The ban, which applies to all retailers in the country, includes bags under 70 microns thick.
Industry body Retail NZ said it welcomes the government’s move to phase out plastic bags over the coming months.
“It is good news for the environment and the country that the government is now formalising its proposals to phase them out,” said Greg Harford, Retail NZ’s GM Public Affairs.
“Retailers large and small have been working hard over time to reduce or eliminate the number of plastic carrier bags being issued, and the formalisation of the phase out will ensure that there is a level playing field right across the retail sector.”
Last October, Woolworths-owned supermarket Countdown said it is now free from single-use plastic carrier bags.
All Countdown stores across the country had phased out the use of plastic bags by October 15, two and-a-half months ahead of schedule, and have been using reusable bags since.

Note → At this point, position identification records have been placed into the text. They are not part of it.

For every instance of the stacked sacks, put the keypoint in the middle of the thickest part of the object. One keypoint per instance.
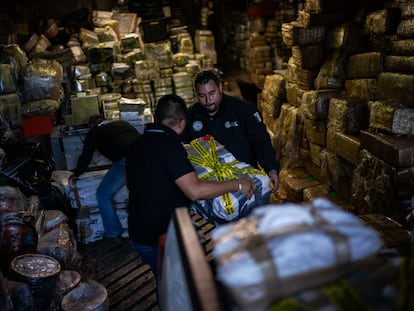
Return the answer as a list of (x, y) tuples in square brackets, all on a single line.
[(279, 250), (213, 162)]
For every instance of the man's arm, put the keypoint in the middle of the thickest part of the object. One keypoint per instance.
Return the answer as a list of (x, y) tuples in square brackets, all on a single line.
[(198, 189)]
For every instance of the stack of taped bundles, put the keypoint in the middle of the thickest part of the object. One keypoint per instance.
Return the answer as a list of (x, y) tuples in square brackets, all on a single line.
[(391, 118), (304, 78), (82, 196), (381, 26), (404, 44), (281, 249), (273, 96), (398, 151), (395, 87), (378, 186), (384, 285), (294, 33), (286, 143), (213, 162), (362, 72)]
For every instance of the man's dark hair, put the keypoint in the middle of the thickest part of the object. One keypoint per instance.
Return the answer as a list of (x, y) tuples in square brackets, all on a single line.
[(171, 109), (95, 120), (202, 77)]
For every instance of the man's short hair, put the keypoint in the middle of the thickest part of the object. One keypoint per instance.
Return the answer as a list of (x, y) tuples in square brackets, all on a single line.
[(202, 77), (95, 120), (170, 110)]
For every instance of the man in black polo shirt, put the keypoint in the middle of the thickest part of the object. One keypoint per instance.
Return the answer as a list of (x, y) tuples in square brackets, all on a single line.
[(160, 178), (111, 138), (234, 123)]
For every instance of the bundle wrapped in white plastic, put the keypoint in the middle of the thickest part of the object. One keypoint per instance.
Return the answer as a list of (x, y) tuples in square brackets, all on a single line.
[(213, 162), (280, 249)]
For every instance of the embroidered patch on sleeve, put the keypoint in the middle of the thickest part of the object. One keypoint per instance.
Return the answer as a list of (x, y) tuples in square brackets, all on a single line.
[(257, 117)]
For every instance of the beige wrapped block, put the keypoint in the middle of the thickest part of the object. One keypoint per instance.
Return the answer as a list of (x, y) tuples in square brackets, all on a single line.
[(294, 33), (307, 18), (348, 115), (348, 147), (294, 94), (382, 21), (399, 63), (288, 134), (405, 29), (392, 118), (309, 56), (365, 65), (318, 6), (402, 47), (296, 181), (315, 192), (274, 84), (362, 88), (374, 187), (315, 131), (396, 87), (315, 103), (315, 152)]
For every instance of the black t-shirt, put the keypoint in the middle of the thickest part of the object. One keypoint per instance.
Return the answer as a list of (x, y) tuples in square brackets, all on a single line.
[(239, 127), (155, 160), (110, 138)]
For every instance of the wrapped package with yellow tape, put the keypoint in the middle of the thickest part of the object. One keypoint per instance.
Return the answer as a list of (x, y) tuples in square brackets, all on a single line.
[(212, 161)]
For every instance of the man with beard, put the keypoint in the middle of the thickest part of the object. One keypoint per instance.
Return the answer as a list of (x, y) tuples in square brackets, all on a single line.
[(234, 123)]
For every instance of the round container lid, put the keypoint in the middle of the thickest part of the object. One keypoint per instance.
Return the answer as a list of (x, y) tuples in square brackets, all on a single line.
[(110, 97), (35, 265)]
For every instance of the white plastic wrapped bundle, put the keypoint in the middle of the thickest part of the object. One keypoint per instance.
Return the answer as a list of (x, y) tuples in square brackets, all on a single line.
[(281, 249)]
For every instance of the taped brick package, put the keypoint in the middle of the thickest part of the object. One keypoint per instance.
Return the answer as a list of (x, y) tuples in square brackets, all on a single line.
[(282, 249), (213, 162)]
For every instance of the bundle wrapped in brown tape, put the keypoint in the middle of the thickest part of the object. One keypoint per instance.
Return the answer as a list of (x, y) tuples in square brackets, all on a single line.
[(309, 56), (315, 131), (282, 249), (294, 94), (289, 132), (399, 63), (382, 21), (40, 107), (392, 118), (315, 103), (323, 18), (365, 65), (294, 33), (348, 115), (402, 47), (407, 10), (348, 147), (405, 29), (318, 6), (395, 87), (395, 150), (361, 88), (332, 73), (366, 288), (375, 187), (42, 79)]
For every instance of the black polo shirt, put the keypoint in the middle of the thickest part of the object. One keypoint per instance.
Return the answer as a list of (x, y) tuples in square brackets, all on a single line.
[(155, 160), (239, 127)]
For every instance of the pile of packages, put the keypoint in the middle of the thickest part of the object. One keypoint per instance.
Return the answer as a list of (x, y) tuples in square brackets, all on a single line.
[(316, 255), (39, 258)]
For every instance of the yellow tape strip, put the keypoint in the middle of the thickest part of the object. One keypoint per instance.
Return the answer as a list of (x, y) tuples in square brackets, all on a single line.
[(221, 171)]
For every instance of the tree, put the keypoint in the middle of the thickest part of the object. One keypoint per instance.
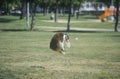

According to the retailer, its move to phase out single-use plastic carrier bags will see 350 million of these bags no longer in circulation in New Zealand each year.
The Warehouse Group also announced in August that is taking steps to offer only reusable bags in stores.
“New Zealanders are concerned about the environment and the impacts of plastic pollution on marine life,” Harford said.
“We have seen a big rise in the number of customers taking their own reusable bags to the shops, so the phase-out will lock in the benefits of this into the future.”
As a consequence of the coming phase-out, however, retailers may be left with unused plastic bags even after the six-month transition window and will need to find an appropriate way of disposing of them.
“We will be discussing this further to seek clarity over the coming months, to get the best environmental outcomes,” Harford said.
He added that they are also supporting the government’s decision to include so-called compostable, biodegradable and degradable bags in the phase-out.
“These products can still cause environmental harm, and we do not have the proper infrastructure in New Zealand to ensure that even compostable bags are dealt with at scale.”